12-step checklist to prepare you for El Niño
El Niño occurs when the waters in the Pacific Ocean become unusually warm. Typically, this happens during the winter season, and it has a substantial effect on weather patterns. In Southern California, that can mean a wetter winter. In the past, our region has experienced torrential downpours and mudslides as a result of El Niño. However, it’s important to remember that no two El Niño events are the same, and how we will be impacted cannot fully be determined.
But, you can still prepare your home! The time to start is now. To help you get your home ready for the coming rain, we’ve put together this 12-step checklist. Download a copy, print it, and get to work protecting your home!
- Clean out rain gutters & downspouts: Do this before and after the first rain to make sure these areas are unobstructed and can channel water off the roof. Look for any breaks. Make sure gutters are tight against the roofline. Seal any holes from cables and other wires that penetrate exterior walls.
- Check for roof leaks: Look for damaged, loose, or missing shingles that could leak during winter storms. Scan the roof with binoculars if you don’t have a ladder. On roofs that are flat or surfaced with asphalt and pebbles, rake or blow off fall leaves and pine needles, which retain moisture. An inch of rain adds up to 600 gallons per 1,000 square feet of roof.
- Weather-strip windows & doors: This will seal out drafts and minimize heat loss.
- Stock up on sandbags: If you’ve had flooding before or are in a flood-prone area, be safe and buy some sandbags for potentially leaky areas like doorways. Stack them 1 to 1.5 feet high, a minimum of two to three per area.
- Consider flood insurance: It’s a smart idea, even if you’re not in a high-risk area. Also, review your homeowner’s policy to see what weather-related damage is covered, if any. Add more coverage if necessary. NOTE: It takes 30 days for any flood policy to become effective.
- Cover & protect outdoor furniture: Shield barbeques, outdoor equipment, and firewood with heavy tarps secured with ropes or heavy objects like bricks.
- Give trees a health & risk assessment: Use a certified arborist instead of a tree trimmer. Trees weigh less and are weaker now because they have less moisture in them. A sudden increase in water might add too much weight for some branches, and even the roots and trunk, to bear.
- Back up vital data: Secure important documents and photos in the cloud, on a thumb drive, or a portable hard drive.

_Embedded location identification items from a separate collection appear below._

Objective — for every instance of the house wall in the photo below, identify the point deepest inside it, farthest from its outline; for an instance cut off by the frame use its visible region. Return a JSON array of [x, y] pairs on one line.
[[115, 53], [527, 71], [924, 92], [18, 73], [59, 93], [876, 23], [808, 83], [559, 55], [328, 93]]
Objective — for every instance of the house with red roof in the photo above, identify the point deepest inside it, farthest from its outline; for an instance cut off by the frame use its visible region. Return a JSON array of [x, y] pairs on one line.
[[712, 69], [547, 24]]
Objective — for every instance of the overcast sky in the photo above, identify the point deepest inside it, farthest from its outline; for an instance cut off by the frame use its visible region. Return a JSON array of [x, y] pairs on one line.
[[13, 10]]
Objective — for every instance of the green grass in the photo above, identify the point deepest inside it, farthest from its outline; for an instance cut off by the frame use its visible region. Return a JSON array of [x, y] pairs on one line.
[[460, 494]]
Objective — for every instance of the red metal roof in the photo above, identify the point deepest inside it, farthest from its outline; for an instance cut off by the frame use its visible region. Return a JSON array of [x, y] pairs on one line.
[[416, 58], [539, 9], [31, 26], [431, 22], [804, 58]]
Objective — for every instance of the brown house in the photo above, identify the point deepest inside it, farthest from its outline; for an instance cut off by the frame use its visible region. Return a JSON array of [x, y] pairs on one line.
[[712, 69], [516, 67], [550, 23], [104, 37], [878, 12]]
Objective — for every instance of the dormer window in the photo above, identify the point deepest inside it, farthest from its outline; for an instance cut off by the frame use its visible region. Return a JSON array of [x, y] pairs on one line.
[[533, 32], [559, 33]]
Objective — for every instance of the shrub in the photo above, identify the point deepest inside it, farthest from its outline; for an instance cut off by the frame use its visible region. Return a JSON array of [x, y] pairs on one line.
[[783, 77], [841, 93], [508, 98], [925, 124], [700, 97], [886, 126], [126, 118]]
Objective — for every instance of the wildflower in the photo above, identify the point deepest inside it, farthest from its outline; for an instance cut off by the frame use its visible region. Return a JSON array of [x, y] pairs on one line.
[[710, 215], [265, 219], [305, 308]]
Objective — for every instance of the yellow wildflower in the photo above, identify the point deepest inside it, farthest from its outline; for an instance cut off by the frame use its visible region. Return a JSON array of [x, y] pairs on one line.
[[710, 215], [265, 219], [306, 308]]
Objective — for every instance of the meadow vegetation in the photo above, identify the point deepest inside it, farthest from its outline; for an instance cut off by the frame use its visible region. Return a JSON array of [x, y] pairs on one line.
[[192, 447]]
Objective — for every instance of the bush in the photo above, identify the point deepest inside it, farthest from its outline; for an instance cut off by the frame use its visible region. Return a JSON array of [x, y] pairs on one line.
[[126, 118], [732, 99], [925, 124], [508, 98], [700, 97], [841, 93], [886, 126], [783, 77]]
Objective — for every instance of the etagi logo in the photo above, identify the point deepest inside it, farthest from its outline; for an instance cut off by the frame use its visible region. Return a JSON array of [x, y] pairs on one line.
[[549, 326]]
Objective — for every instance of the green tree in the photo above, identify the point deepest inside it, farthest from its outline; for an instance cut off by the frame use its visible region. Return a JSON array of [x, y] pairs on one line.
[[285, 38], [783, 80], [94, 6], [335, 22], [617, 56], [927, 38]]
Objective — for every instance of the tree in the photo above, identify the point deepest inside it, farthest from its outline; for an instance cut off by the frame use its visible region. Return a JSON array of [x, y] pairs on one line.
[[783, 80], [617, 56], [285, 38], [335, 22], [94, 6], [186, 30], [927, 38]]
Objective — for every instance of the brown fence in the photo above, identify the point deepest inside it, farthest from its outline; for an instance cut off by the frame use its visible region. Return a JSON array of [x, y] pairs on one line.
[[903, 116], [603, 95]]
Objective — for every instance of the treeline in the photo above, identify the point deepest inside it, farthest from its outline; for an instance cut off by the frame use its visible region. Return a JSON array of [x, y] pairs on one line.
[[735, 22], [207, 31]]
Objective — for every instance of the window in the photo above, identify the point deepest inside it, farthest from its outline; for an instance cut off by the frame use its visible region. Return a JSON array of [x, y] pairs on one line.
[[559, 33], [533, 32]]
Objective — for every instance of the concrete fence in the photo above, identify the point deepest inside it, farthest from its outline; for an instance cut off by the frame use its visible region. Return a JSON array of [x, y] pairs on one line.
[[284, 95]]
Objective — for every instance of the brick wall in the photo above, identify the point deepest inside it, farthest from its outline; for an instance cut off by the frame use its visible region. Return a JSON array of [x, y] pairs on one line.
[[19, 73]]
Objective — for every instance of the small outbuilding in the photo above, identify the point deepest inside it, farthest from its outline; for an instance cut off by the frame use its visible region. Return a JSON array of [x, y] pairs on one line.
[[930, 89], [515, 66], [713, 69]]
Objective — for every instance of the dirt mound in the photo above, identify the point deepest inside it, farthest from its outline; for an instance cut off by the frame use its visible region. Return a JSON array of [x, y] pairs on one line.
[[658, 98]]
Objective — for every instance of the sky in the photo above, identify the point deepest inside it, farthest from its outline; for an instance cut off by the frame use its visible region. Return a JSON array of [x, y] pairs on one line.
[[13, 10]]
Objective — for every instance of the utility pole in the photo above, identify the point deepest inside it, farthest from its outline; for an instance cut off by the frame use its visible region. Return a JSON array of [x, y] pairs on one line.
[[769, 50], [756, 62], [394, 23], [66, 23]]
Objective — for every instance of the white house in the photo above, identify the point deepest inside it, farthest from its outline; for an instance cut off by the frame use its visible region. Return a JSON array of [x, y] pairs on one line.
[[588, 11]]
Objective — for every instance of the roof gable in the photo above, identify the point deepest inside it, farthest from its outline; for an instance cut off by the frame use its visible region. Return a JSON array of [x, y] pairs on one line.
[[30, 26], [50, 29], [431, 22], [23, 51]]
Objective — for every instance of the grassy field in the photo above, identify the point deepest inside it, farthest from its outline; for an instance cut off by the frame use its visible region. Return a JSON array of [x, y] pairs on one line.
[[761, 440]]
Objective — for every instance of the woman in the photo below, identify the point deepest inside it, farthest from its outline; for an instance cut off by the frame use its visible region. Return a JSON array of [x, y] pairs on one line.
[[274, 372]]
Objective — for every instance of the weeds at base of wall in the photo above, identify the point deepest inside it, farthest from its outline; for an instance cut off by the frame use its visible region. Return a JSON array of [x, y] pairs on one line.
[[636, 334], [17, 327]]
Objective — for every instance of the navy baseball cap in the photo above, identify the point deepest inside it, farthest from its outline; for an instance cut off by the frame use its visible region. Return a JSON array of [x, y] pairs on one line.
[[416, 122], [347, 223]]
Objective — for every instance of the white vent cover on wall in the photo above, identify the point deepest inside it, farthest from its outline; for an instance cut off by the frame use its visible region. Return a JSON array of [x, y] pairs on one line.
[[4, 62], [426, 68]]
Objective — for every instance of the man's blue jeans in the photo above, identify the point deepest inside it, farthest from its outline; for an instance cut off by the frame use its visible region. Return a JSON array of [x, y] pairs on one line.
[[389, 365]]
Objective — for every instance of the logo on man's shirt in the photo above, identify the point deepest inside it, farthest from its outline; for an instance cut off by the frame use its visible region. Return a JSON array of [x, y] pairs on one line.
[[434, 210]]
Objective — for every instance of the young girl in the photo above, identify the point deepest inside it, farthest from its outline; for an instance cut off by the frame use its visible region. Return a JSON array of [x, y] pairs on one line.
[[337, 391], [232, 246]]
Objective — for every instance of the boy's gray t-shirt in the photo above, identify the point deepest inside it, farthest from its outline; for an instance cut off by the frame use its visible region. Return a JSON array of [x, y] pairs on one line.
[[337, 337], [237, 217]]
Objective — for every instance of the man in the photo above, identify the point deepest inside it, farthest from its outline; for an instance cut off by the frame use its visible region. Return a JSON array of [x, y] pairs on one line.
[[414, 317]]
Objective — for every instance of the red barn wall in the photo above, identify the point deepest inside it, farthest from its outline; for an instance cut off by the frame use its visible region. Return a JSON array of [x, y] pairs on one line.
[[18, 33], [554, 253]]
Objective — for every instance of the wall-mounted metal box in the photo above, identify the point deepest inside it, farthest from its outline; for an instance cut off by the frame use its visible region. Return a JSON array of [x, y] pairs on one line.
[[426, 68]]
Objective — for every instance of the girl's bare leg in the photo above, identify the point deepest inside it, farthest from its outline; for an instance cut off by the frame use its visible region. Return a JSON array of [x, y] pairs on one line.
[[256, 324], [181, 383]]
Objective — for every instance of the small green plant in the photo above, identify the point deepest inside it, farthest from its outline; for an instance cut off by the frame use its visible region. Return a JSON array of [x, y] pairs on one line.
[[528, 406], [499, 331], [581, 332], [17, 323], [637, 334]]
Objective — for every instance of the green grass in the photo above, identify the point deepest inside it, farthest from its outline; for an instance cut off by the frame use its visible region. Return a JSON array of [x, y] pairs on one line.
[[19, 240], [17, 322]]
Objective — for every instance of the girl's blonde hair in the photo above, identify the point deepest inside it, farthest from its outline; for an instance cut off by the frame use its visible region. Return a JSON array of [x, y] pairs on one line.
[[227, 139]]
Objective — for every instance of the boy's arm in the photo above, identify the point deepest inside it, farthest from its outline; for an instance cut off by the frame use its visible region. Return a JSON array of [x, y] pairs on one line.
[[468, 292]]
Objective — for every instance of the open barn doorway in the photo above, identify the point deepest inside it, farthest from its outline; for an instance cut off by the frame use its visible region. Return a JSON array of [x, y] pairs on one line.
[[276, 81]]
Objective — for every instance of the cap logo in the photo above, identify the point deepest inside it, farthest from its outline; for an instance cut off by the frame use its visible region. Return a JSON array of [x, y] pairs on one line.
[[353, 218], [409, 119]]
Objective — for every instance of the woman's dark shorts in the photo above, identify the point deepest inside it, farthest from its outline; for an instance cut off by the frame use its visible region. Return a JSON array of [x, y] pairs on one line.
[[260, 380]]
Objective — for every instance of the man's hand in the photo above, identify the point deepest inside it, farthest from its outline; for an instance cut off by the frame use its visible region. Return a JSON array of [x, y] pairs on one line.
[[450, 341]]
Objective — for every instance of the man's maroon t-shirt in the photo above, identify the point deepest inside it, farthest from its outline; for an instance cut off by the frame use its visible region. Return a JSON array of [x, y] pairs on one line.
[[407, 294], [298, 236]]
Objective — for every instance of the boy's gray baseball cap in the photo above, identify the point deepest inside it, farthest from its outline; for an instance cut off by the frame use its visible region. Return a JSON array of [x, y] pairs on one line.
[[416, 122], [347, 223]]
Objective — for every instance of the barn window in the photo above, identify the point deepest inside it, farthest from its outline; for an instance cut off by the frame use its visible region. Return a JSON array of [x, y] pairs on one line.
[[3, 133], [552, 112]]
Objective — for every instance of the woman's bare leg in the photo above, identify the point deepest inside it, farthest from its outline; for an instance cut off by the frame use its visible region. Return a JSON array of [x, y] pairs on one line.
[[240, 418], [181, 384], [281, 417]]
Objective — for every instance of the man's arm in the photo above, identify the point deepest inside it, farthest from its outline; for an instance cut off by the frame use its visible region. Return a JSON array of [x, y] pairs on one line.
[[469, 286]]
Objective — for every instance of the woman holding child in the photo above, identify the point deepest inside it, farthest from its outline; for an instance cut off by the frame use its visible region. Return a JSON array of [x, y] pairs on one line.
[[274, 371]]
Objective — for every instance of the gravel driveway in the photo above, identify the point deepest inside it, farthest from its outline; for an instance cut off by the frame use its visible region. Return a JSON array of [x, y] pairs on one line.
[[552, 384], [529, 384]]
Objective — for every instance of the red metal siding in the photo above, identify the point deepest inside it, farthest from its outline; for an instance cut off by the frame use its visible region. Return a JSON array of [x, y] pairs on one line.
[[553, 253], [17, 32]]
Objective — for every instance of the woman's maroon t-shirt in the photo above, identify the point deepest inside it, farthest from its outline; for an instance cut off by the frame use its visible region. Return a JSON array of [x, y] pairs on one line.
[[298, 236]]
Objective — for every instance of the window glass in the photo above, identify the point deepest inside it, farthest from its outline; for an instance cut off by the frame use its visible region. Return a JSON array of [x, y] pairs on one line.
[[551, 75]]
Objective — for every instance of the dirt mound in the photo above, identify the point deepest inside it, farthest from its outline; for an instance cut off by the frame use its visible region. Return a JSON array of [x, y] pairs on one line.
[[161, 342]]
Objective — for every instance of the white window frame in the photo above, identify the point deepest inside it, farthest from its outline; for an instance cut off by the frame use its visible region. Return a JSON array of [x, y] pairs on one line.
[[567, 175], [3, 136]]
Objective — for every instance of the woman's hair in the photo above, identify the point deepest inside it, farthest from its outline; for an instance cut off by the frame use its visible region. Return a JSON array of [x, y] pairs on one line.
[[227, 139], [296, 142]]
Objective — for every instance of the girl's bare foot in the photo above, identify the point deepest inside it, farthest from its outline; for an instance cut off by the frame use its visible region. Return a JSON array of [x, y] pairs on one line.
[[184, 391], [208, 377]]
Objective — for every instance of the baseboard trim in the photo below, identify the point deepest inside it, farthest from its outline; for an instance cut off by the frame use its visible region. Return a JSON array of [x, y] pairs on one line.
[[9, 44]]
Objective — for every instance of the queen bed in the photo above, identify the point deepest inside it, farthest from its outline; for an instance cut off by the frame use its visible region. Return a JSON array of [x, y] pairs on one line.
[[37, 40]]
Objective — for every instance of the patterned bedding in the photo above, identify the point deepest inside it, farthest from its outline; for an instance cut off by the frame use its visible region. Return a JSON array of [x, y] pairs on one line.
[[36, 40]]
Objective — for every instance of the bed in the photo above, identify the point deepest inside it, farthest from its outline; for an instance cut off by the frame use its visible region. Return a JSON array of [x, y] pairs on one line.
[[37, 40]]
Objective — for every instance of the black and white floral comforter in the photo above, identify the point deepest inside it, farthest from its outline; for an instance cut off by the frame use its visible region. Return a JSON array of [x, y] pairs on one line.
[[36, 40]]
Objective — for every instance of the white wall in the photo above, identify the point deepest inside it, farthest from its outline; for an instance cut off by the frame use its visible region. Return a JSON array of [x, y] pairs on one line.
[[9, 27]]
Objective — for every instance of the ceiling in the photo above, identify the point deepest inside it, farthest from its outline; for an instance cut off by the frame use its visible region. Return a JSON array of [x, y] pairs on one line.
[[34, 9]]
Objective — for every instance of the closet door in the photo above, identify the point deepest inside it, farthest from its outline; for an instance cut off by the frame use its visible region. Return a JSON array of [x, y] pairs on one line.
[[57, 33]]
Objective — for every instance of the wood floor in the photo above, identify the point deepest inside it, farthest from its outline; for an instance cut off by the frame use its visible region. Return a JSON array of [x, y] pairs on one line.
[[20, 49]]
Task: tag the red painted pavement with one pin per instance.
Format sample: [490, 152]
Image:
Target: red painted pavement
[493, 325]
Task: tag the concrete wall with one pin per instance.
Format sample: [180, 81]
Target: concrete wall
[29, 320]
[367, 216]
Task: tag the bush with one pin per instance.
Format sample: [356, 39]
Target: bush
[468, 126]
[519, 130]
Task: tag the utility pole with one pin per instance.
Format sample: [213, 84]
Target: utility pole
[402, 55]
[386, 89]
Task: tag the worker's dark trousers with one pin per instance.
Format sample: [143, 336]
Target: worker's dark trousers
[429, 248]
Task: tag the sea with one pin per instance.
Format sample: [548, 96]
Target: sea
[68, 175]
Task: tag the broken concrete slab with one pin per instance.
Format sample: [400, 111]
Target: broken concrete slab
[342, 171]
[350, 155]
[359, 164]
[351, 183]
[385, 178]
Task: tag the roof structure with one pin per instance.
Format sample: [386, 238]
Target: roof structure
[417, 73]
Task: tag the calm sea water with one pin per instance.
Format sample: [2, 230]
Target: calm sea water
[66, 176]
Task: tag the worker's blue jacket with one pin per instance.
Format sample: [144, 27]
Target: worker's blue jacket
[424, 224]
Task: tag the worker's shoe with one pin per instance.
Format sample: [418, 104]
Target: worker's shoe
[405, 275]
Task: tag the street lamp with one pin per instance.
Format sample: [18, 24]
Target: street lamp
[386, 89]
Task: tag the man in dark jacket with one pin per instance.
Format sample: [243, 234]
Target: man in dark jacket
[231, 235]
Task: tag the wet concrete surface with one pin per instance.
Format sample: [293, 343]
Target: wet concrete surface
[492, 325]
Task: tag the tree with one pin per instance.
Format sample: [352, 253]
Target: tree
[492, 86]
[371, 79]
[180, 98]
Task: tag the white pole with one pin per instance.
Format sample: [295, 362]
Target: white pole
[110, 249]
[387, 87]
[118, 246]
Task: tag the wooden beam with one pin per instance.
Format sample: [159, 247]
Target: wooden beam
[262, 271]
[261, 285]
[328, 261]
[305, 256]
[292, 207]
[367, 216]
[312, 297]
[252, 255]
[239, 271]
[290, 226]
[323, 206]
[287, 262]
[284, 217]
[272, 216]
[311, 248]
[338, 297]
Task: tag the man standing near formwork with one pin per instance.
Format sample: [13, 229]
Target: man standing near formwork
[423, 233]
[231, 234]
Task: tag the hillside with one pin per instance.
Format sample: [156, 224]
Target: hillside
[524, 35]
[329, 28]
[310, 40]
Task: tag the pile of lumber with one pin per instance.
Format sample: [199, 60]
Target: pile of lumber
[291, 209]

- Keep electronics charged: Cellphones, laptops, tablets, and other portable devices won’t do you any good if they aren’t charged up. Get in the habit of charging them fully. Consider a power inverter for your vehicles so you can have 110-volt AC electricity on the go.
- Make sure your car is in shape: To navigate best on very wet roads, tires should have at least 50 percent of tread life left. Keep tires properly inflated to avoid hydroplaning. Also, check the condition of your braking system, windshield wipers, battery, and all exterior and interior lights. Drive with spare umbrellas, rubber boots and gloves, and other raingear, just in case.
- Stash some cash: Keep an emergency supply available in the event you have to move out temporarily, your car breaks down, or you experience some other weather-related issues.
- The best advice to be El Niño-ready is: Prepare now. Don’t wait until you’re caught in a deluge, because it’s the toughest time to find solutions to the chaos around you.